Now, years later, a Dubai-based company that was affiliated with this organization did a survey along similar lines. Their experience shows that even if you follow Inter-Cultural Intelligence principles when you conduct a survey, but don't budget time, money, and people with the right skills to go through the free-write pieces, you could still be in trouble.


They had large group sit-downs where people were given a booklet, which included a free-write section. They got responses from 1400 employees, and on average each person wrote three comments, which included longer stories and full paragraphs. That’s close to 5,000 comments, which is a gold-mine. . . but only if you have the budget to process them. This HR director did not budget time to process all the free-write pieces of text, which made the exercise useless.


Furthermore, if people do not feel that management takes their comments seriously, surveys can backfire, especially in Community Accountability and Honor/Shame environments.


How to Build Successful Intercultural Surveys


In these two articles we talked about how to use your knowledge of the human terrain to predict demographic issues, decide on logistics and presentation, use rituals to build trust, and remember to budget for the post-processing from the start.

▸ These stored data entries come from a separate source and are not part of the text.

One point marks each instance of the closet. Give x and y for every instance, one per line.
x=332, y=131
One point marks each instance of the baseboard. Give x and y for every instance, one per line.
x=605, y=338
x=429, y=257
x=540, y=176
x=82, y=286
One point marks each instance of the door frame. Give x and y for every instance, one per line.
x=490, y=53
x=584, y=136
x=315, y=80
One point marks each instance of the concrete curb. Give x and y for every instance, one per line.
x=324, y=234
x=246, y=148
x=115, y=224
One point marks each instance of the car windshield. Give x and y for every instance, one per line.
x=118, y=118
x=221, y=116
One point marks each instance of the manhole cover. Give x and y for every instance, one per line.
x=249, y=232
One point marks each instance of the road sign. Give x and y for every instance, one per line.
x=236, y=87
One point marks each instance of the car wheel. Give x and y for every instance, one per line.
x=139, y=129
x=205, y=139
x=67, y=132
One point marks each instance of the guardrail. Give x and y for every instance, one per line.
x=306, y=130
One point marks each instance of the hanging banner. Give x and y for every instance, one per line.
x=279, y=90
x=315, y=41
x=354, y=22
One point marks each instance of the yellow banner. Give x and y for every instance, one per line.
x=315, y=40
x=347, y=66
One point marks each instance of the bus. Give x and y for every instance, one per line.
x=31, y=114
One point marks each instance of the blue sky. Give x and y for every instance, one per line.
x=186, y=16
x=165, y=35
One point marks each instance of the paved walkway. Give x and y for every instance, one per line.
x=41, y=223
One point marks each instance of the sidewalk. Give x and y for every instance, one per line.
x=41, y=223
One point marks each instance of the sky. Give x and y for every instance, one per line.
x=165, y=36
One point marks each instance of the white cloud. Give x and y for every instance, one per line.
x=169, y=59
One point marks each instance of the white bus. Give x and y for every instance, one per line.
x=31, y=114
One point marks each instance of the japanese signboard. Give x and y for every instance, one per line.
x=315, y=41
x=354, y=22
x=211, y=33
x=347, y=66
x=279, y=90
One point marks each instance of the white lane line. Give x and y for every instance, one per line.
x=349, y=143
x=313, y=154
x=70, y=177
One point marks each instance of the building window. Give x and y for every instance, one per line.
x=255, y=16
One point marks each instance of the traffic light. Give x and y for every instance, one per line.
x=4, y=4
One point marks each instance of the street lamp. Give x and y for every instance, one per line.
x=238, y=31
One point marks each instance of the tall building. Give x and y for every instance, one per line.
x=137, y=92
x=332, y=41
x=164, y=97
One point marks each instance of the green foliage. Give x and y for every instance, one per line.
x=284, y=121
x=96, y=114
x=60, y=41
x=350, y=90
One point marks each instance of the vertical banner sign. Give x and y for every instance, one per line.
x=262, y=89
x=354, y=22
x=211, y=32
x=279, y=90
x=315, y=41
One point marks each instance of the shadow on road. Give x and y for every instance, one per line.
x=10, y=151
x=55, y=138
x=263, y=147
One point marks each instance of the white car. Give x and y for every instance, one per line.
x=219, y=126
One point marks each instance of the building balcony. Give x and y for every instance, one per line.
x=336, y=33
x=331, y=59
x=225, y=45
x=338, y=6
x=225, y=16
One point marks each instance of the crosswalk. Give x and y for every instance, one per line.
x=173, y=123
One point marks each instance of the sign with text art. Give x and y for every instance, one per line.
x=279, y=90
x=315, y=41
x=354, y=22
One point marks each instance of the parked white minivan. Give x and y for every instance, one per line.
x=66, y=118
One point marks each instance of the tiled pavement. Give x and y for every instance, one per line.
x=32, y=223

However, these are all based on examples from just one company.


How to do successful surveys in intercultural settings is a much larger, more complicated topic than a single case study can address. The knowledge required to analyze the human terrain, forecast problems, and then develop solutions based on the unique combination of factors present is a result of long experience and sharp observation. But we hope it gives you a start in creating meaningful surveys in intercultural situations.